The nation is at the cusp of a huge transformation. At the centre is Gelephu, the epicentre of the 1,000 square kilometre Special Administrative Region. Today, His Majesty the King and His Holiness the Je Khenpo will attend the salang ceremony of expanding the Gelephu airport to an international airport, which many say is the start of the project. 

When the tshechu fever is gone, Gelephu and the rest of the country will realise His Majesty the King’s vision for the country and people. Special economic or administrative zones are not new. There are many around the world. Many of them are at strategic locations to make the most of growing economic prospects. Economic realities are forcing nations to rethink development plans. 

Ours is different. The Gelephu project is an economic plan based on the ideals of Gross national Happiness. If our development philosophy of GNH has appealed to the world looking for alternatives, the Gelephu project, propagated as a mindfulness city, is deeply rooted in our development philosophy.

Many may not get over the concern of losing their land. The vision is clear and it will not rob people of their land.

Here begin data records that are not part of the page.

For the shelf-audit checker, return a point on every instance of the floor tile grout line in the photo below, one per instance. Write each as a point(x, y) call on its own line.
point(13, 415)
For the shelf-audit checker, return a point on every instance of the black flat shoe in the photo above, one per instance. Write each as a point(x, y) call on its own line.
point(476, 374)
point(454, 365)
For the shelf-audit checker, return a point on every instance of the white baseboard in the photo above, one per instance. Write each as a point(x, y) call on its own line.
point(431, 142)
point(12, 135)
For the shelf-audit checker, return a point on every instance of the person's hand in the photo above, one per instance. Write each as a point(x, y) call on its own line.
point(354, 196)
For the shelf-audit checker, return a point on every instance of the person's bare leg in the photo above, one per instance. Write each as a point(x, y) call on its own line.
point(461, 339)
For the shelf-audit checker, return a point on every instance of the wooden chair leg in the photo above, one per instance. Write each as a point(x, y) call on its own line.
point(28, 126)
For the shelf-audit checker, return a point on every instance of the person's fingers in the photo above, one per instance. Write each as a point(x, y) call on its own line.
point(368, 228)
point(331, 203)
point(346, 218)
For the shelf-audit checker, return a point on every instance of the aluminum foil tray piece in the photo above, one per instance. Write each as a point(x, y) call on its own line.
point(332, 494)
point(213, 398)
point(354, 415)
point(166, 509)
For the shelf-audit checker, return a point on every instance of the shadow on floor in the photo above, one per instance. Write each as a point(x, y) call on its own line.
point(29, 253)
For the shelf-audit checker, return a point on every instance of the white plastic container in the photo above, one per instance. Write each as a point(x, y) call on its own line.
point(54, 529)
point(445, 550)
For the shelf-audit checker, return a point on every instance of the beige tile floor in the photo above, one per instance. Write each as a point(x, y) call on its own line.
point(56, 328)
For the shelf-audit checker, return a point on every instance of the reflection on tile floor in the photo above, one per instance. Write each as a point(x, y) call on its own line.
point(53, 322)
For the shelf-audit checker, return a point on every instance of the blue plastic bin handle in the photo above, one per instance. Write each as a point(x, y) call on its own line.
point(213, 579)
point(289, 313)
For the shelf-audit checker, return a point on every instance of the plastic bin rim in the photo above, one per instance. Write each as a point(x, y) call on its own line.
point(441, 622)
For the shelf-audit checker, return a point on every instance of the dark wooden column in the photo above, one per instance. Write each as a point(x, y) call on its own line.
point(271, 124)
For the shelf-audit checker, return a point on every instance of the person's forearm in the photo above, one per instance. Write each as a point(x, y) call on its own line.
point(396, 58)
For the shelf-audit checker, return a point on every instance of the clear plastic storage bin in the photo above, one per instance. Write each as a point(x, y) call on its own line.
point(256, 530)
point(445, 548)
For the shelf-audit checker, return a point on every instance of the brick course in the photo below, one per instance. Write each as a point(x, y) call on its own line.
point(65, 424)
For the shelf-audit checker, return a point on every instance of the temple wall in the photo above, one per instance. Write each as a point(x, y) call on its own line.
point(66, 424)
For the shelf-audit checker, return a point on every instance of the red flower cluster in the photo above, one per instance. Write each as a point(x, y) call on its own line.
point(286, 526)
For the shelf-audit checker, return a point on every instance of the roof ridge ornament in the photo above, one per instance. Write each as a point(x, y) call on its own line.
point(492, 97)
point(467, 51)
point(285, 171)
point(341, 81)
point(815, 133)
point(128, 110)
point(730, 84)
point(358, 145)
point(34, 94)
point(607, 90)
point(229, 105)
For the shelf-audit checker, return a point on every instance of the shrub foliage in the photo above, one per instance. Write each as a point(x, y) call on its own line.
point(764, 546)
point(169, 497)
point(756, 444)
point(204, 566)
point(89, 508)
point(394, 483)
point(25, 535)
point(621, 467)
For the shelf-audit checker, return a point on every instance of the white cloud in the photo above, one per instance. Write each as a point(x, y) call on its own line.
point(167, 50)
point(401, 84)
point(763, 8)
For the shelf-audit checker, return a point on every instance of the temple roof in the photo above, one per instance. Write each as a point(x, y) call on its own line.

For those who can comprehend, it is the unison of two visions or ideals.  His Majesty the Fourth Druk Gyalpo introduced the concept of GNH. His Majesty the King is putting it into practice and showing the world how it can be done in a 21st century economic model.

Meanwhile, like a young woman running a fast food stall in Gelephu said, what we need is to believe in the Royal vision. She believes what her King plans will work out. She is a landlord not concerned with the plan “as long as it benefits the country.” Those aware of the transformation are upbeat and feel that it will be a pride of the Bhutanese and an example to the world that has been trying hard to find a middle path for development.

As details of the plan emerge , many are ready to look at the larger picture. This is evident when His Majesty unveiled the vision as a mindfulness city and not as any other special economic zone where money is the main driver. When the planned mindfulness city was presented, many were awed by the vision. Some were surprised because the image of the city they have is different from what was presented. The average image of a mega city is a concrete jungle with skyscrapers.

Gelephu is different because the vision is different, out of the ordinary.